Dunlap’s recommendations focused on two distinct performance gaps. “One of the main things Jer identified was the need for greater teamwork between all of the working groups,” McDonald explained. “In any organization, there is a tension between sales and operations; operations sometimes feels like sales cares about the money more than the customer, and sales sometimes gets upset because they think operations makes too many mistakes and doesn’t take responsibility.”
To address this problem, Jer broke down the organizational silos, bringing sales, customer service representatives, technicians and even people from finance together to focus on improving cooperation and communication. The main purpose of these sessions was to help everyone understand all the perspectives and challenges each team was dealing with, so they could start working together as one big team with a single goal in mind; deliver the best possible experience to the customer during all phases of the customer interaction.
The second major gap Dunlap identified focused on developing skills to communicate effectively with customers and provide them with assurance that their concerns had been heard and their needs would be met.
“One of our main goals for the training was to make sure that when we make mistakes, we recovered properly and promptly,” said McDonald. “Don’t let it fester – address it immediately; let the customer give their side and empathize with them, and then do whatever we can to make it right.”

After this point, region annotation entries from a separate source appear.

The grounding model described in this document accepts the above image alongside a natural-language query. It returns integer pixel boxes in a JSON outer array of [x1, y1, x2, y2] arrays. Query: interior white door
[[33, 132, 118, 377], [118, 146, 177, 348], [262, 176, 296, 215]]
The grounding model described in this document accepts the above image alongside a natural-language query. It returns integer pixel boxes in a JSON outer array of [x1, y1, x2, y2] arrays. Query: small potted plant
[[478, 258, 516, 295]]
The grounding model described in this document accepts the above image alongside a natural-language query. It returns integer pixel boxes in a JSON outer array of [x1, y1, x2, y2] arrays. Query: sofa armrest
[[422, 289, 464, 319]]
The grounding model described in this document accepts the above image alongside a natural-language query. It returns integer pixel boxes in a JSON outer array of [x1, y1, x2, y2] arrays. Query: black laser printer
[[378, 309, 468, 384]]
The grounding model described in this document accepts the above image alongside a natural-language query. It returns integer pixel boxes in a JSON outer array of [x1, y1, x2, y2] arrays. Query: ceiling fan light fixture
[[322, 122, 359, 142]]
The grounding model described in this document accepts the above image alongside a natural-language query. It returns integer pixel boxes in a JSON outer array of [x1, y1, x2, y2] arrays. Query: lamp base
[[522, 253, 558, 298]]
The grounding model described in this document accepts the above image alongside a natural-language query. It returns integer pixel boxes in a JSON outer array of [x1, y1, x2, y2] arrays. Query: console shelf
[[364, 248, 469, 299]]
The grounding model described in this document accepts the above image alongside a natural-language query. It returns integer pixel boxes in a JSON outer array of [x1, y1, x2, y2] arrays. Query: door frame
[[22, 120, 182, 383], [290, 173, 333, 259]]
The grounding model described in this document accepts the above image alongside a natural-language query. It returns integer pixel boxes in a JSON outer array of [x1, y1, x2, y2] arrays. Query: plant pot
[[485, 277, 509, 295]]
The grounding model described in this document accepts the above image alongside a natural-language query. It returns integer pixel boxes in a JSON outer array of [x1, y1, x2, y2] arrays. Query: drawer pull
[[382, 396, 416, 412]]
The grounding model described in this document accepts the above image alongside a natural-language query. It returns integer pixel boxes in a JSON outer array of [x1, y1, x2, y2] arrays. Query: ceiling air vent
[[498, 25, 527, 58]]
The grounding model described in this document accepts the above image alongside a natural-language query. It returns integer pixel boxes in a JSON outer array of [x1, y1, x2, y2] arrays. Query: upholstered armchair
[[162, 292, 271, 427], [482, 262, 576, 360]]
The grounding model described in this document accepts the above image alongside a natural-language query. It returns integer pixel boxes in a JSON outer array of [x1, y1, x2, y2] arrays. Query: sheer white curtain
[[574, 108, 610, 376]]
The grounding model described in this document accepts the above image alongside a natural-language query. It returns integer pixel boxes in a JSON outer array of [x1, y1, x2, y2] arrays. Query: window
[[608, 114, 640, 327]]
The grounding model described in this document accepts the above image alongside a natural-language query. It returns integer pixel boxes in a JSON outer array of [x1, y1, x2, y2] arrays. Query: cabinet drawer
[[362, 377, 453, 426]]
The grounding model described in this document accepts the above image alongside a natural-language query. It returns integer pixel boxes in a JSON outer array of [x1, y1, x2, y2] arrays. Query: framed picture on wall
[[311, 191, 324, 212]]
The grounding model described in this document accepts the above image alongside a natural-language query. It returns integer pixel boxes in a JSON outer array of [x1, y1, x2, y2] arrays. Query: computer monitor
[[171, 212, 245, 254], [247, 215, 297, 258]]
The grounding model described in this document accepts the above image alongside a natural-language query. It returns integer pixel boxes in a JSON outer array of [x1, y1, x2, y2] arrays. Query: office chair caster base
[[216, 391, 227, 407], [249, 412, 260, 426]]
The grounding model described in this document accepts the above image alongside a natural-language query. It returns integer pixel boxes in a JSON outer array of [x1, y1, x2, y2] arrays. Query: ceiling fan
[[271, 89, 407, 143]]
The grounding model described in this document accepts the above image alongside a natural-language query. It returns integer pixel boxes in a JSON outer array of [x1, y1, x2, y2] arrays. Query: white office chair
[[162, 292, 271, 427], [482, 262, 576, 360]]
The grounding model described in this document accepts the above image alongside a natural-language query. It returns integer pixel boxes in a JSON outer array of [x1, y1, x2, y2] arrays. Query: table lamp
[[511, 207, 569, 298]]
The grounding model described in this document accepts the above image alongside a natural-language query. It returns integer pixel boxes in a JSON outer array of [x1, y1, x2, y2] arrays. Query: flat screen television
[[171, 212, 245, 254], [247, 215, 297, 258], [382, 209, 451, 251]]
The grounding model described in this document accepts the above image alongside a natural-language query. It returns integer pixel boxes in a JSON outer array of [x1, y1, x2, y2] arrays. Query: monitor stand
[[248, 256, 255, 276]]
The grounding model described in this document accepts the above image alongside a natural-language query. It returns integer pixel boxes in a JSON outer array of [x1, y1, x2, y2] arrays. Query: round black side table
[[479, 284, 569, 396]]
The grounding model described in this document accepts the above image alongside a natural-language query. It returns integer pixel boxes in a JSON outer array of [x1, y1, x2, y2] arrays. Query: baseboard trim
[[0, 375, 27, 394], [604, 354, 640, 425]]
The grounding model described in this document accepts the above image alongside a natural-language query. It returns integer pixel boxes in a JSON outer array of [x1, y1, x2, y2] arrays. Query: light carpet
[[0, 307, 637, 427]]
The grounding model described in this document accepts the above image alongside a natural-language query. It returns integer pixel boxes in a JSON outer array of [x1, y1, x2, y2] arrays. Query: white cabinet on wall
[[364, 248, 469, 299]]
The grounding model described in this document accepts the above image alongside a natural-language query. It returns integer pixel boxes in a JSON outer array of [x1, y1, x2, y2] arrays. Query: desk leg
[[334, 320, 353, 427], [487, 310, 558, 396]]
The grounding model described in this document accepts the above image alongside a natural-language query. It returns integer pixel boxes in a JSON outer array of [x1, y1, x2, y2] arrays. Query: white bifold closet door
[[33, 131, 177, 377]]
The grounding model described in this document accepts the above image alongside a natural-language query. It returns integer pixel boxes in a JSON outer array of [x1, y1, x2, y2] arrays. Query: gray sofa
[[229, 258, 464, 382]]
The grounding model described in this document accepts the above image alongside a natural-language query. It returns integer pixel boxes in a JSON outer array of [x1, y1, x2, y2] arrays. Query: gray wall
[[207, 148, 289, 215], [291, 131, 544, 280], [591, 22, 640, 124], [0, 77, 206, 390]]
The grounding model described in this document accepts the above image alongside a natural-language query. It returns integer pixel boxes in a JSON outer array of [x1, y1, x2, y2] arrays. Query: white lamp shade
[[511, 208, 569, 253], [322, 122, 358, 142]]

Beyond that important step, however, Dunlap helped the team develop a proactive approach to avoid repeating the problem in the future. From Gulfstream’s point of view, while resolving the customer issue is very important, it is equally important to get the details about what happened and who was involved so that after the current customer need is addressed, the team can go back and show how they fixed the problem in a way that makes sure it doesn’t happen again.
“The hardest thing to do is admit when you got something wrong; no one wants to take ownership.” McDonald explained. “We want our team members to not be afraid to admit when they made mistakes. Instead, own up to it with the customer and then work through the process of making it right in a way that keeps them in the loop and helps them understand what is going on every step of the way, until the problem is solved.”

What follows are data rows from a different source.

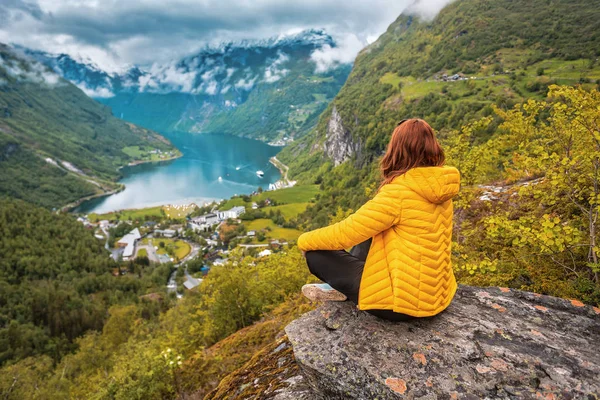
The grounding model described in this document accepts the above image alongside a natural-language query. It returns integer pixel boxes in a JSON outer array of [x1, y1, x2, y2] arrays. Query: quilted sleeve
[[298, 184, 400, 251]]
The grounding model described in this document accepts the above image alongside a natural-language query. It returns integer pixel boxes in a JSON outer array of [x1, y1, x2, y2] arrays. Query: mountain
[[26, 30, 350, 141], [0, 44, 179, 207], [277, 0, 600, 304]]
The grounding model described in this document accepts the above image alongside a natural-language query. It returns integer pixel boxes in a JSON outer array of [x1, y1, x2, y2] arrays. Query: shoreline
[[269, 156, 291, 186], [65, 152, 295, 214], [65, 149, 183, 213], [117, 150, 183, 171]]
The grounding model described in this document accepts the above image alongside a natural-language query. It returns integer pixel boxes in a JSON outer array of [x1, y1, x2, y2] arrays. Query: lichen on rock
[[286, 286, 600, 399]]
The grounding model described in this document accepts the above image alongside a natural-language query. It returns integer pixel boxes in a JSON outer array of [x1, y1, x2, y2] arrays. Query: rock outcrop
[[323, 106, 358, 167], [207, 286, 600, 400]]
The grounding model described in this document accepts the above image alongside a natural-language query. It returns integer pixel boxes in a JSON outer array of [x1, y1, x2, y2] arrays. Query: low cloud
[[0, 0, 418, 72], [75, 83, 115, 99], [265, 53, 290, 83], [310, 35, 367, 73], [234, 76, 258, 91], [0, 50, 60, 87]]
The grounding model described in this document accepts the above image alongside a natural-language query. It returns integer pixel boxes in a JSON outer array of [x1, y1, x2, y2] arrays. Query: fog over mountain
[[0, 0, 450, 72]]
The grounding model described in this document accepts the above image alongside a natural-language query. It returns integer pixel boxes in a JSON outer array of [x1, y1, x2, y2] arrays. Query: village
[[78, 186, 317, 297]]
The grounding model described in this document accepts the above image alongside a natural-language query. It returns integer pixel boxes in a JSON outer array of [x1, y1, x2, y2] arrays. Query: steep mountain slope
[[28, 30, 350, 140], [280, 0, 600, 200], [0, 45, 178, 207]]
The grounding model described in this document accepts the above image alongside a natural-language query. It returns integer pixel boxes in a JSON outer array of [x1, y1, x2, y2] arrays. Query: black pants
[[306, 239, 415, 321]]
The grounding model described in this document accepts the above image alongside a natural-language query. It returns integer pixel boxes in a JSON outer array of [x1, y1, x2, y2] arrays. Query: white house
[[188, 213, 220, 231], [154, 229, 177, 238], [219, 206, 246, 220], [117, 228, 142, 261]]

As a result of the training, Gulfstream now has a process in place to track every customer issue and document every step of the engagement process to assure that all bases have been covered. This process guarantees that customers will receive the exceptional customer service experience they have come to expect from the Gulfstream brand.
Baker-branded Excellence
Not only was Gulfstream pleased with the outcome of the training, they were also impressed with the commitment the Baker team demonstrated to delivering the outcomes Gulfstream needed.

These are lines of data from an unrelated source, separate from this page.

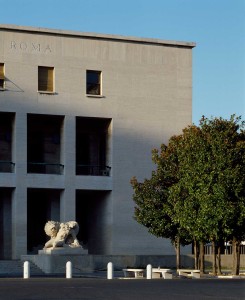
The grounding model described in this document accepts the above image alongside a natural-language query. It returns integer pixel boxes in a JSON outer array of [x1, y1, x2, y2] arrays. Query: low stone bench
[[123, 269, 145, 278], [177, 269, 201, 279], [152, 268, 173, 279]]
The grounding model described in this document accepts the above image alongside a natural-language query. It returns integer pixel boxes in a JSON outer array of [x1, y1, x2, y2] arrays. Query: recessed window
[[38, 67, 54, 93], [87, 70, 101, 95], [0, 63, 5, 89]]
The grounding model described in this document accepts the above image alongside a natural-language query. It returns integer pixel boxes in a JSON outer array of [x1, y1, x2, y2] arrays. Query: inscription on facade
[[10, 41, 52, 53]]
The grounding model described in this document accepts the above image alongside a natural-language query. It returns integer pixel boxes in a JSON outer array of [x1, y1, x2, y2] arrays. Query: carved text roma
[[10, 41, 52, 53]]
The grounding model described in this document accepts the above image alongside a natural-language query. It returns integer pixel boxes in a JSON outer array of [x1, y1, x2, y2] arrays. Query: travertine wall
[[0, 26, 195, 258]]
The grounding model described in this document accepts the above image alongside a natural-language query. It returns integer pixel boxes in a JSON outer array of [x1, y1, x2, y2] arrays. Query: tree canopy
[[131, 115, 245, 274]]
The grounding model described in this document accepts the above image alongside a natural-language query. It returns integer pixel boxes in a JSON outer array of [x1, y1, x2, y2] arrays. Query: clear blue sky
[[0, 0, 245, 124]]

“I have dealt with a lot of training companies over the years, and sometimes it gets a little aggravating,” declared McDonald. “A lot of them don’t want to cater to your business. We are very unique business – selling service to private aircraft. When we compete we are normally the highest, because we are the best. The Baker team came in and took the time to create a solution that was tailored to our needs, instead of handing us something off the shelf. Baker took the time to understand who we are and what drives our success, and fed that all back into the training, and that made all the difference.”
“In my experience, this attitude is very rare,” McDonald continued. “The Baker team is top shelf; I can’t stress that enough or say it often enough. What they delivered for us was of the highest quality, and it exceeded our expectations in every way.”